Ghost Bath — Starmourner
Just a little over a year after releasing a genre-defining album in Moonlover, North Dakota's Ghost Bath has since signed with Nuclear Blast Records and now drops their major label debut in Starmourner. As one of the breakout acts making music in the "depressive suicidal black metal" (DSBM) genre, Ghost Bath get a lot of praise and criticism — how much of each is undue is an exercise left to the reader. As one of the first band I found when diving into the world of music available on Bandcamp, I consider myself a staunch proponent of the band.
Starmourner is 74 minutes of atmospheric, dark, brooding, metal with moments of beautiful melody and harmony. Each track flows wonderfully into the next, as the whole album is arranged with a continuous listening in mind. In a day-and-age ruled by singles and defering to the Shuffle setting on music players, I am always happy to see a band embrace the album format to the fullest. You don't have to listen to every song on Starmourner in sequence, but there is the payoff of a well-crafted tracklist that flows nicely from track-to-track — if you're the sort to care about such things.

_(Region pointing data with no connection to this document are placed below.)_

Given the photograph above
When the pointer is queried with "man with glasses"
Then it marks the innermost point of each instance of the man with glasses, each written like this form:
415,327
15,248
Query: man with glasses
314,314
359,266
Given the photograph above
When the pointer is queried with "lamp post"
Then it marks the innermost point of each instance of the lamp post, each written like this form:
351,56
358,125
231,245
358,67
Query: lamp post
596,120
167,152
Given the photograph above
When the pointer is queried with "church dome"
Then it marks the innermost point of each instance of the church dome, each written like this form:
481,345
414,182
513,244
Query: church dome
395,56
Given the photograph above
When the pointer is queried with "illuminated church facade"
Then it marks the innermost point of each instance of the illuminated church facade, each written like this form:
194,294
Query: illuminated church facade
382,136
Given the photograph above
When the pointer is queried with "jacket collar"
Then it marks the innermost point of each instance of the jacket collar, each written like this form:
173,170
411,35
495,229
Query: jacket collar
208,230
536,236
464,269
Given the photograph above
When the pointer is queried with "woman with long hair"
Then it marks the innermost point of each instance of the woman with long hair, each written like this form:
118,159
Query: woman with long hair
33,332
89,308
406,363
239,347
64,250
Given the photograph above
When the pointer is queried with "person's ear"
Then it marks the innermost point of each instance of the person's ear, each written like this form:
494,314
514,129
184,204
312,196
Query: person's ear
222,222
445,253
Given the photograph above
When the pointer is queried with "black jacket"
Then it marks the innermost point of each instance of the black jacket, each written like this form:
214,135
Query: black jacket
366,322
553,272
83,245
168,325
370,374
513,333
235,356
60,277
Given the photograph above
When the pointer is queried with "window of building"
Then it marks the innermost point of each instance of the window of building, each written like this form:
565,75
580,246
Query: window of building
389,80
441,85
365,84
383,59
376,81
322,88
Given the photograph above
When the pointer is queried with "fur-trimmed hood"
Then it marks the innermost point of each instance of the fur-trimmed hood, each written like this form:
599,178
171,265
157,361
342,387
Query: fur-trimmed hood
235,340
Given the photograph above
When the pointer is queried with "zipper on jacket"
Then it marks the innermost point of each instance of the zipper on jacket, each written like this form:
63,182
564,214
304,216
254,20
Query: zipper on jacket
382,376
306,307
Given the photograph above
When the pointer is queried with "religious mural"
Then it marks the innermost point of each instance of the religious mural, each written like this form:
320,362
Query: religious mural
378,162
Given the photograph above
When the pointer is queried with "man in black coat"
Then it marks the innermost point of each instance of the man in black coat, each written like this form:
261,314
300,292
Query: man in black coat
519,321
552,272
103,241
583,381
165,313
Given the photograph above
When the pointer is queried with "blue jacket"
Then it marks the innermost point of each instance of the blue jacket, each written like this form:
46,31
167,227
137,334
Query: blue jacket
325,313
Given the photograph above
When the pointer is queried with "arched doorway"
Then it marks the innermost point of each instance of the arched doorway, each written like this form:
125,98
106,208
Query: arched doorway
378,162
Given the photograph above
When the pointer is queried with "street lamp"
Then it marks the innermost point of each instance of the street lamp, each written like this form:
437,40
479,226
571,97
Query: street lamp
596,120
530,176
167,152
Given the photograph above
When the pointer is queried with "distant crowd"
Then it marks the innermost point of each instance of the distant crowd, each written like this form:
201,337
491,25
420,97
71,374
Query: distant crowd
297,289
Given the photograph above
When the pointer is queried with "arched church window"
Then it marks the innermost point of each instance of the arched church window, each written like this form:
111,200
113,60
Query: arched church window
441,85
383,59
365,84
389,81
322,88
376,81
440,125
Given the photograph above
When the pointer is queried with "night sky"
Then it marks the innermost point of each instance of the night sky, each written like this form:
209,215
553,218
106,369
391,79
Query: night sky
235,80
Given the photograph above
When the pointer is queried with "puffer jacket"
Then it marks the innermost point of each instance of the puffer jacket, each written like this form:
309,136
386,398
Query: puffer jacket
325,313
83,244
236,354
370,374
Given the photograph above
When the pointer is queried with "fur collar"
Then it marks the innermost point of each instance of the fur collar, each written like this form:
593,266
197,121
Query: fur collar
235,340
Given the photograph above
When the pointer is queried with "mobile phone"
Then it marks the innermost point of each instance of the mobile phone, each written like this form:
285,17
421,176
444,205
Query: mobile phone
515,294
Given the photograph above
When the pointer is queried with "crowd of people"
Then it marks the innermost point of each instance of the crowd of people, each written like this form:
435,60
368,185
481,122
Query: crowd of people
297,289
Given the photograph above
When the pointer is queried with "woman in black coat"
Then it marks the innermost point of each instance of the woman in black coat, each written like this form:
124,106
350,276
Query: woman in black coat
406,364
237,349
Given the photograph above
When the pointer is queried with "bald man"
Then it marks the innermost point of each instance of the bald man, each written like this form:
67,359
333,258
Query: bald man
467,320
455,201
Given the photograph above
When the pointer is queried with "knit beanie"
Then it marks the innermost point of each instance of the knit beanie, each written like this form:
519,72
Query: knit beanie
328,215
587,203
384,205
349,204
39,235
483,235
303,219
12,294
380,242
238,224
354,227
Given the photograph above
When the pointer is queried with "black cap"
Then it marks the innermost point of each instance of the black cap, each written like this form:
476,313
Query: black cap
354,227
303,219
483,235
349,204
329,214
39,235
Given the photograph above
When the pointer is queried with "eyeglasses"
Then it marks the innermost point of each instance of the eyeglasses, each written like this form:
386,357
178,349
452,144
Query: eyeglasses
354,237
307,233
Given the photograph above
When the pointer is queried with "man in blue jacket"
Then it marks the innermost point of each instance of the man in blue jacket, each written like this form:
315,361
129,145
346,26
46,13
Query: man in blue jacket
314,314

The album opens with a calm piano intro, "Astral," which then slowly segues into the backing melody of "Seraphic" right before the track changes. As mentioned above, the each track is mixed so that it flows seamlessly into the next, although they still hold up if listened to individually. The segue portions offer stripped down melodies from the forthcoming tracks and provide a moments of respite from the heavier refrains on the album. The pacing of Starmourner helps keep the material from feeling stagnant or overly repetitive, which is really impressive when one considers the vocals are literally just shrieks of agony and horror.
Aside from what appears to be a bigger, more dynamic production style, very little has changed in the Ghost Bath formula compared to previous efforts. A thick, droning wall of guitars accompanied by backing harmonies and black metal tinged tremolo riffing. The band has, however, managed to hone their sound into a series of ever-maturing releases; Ghost Bath has carved out a clear niche but has by no means finished exploring it. You can tell that Starmourner and previous albums all came from the same band, but each release has its own distinguishing characteristics.
As a huge proponent of the album concept, Starmourner really nails it in my estimation. I find it difficult to rank this new album against the band's prior offerings, but I will say that this is an excellent release — and it doesn't feel immediately inferior to Moonlover. For a band that doesn't even have any lyrics, the vocals — tortured screams, really — still lend emotional weight to the brooding dirges and melodic flourishes littered throughout this album. The record clocks in at 76 minutes, giving each track time to establish a mood before weaving in and out of crushing riffs and hauntingly catchy melodies.
In spite of the album's long running time, everything feels like it serves a purpose. You get a few long tracks like "Ambrosial" that clock in around 8 minutes, and shorter more concise ones like "Cherubim," with everything seemingly just the right length. For those familiar with the band's past work, you can hear callbacks to past songs combined with evolved and more dynamic songwriting. For newcomers to the new wave of black metal, Starmourner serves as a good starting point for those curious about the various sub-genres.
A solid major label debut for a very underground band; Ghost Bath stay true to their melodic, DSBM roots while evolving their sound and progressing as songwriters. A worthy follow-up to the genre-defining Moonlover; a well-crafted album from opener to closing track. The stand-outs are "Seraphic" and "Thrones," though the whole record really blends together as a cohesive unit.